Forum Discussion
FWC
Mar 25, 2021Explorer
pianotuna wrote:
From the search suggest by FWD
https://www.sciencedirect.com/science/article/abs/pii/S0378775310014898
If I am reading that correctly LI are not well suited to cool temperatures and the loss of capacity is permanent?
Details are important - the study was looking at LiFePO4 for Electric Vehicle use, and was cycling to 100% DOD at 3C and then recharging at 3C. To put this in context for a typical 100Ah RV battery, this would be discharging at 300A (!) in 20 minutes, then turning around and charging again at 300A in 20 minutes then repeat 600 times.
Even under those extreme conditions the battery only lost 25% of it's capacity when charged/discharged 600 time at -10C, and lost 15% capacity at room temperature. It would be impossible to do this test even once with any of the lead-acid chemistries.

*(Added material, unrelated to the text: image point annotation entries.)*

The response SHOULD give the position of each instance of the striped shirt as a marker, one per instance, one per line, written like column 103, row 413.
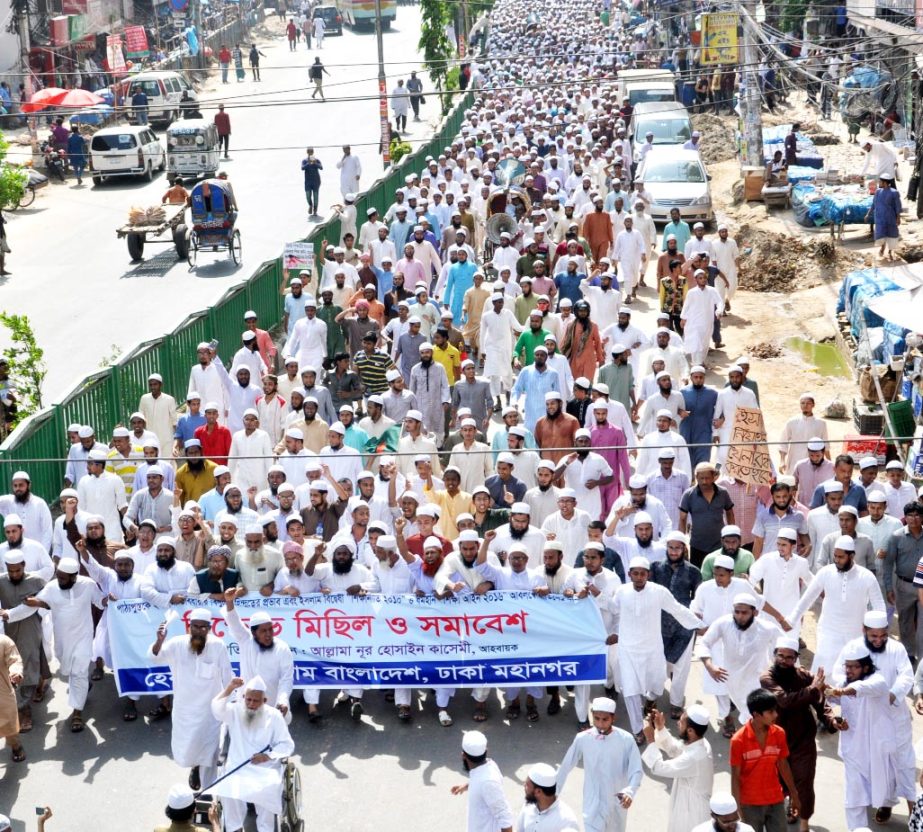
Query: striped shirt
column 372, row 369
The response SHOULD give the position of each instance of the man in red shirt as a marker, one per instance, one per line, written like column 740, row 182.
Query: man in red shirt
column 223, row 123
column 215, row 438
column 759, row 758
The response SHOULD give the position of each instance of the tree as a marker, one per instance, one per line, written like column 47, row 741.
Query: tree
column 12, row 180
column 26, row 366
column 434, row 43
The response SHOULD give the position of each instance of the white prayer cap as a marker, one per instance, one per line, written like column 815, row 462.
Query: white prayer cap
column 474, row 743
column 722, row 803
column 180, row 796
column 855, row 650
column 642, row 517
column 603, row 704
column 639, row 562
column 543, row 775
column 256, row 684
column 723, row 562
column 875, row 619
column 845, row 543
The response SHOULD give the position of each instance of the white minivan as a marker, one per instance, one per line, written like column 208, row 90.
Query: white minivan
column 164, row 90
column 125, row 150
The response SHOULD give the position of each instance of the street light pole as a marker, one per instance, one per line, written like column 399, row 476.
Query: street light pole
column 382, row 92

An interesting quote from the paper:
Excellent long-term cycling stability was demonstrated for C-LiFePO4/graphite prismatic cells with capacity loss of only 14% after 6000 charge–discharge cycles, where the cells were cycled at 20 °C and around 1C rate.

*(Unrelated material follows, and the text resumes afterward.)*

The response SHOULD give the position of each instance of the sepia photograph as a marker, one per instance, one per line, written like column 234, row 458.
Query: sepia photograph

If you reduce the charge/discharge to 1C (still 100A for a 100Ah battery!) the capacity fade is only 14% after 6000 cycles. Imagine what the lifetime would be at a more typical RV use of 0.05C?

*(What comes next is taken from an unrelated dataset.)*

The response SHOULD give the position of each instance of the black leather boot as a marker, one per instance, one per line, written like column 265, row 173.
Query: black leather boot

More surprisingly after 300 100% DOD charge cycles at -10C at a 3C charge rate there was almost no loss in capacity. So occasionally charging at absurdly high rates at -10C (14F) has very little impact on your battery, and even doing it 600 times in a row is only slightly worse (25% capacity fade vs 15%) than room temperature charging. As I have been saying all along, the cold temperature charging of LiFePO4 is completely overblown.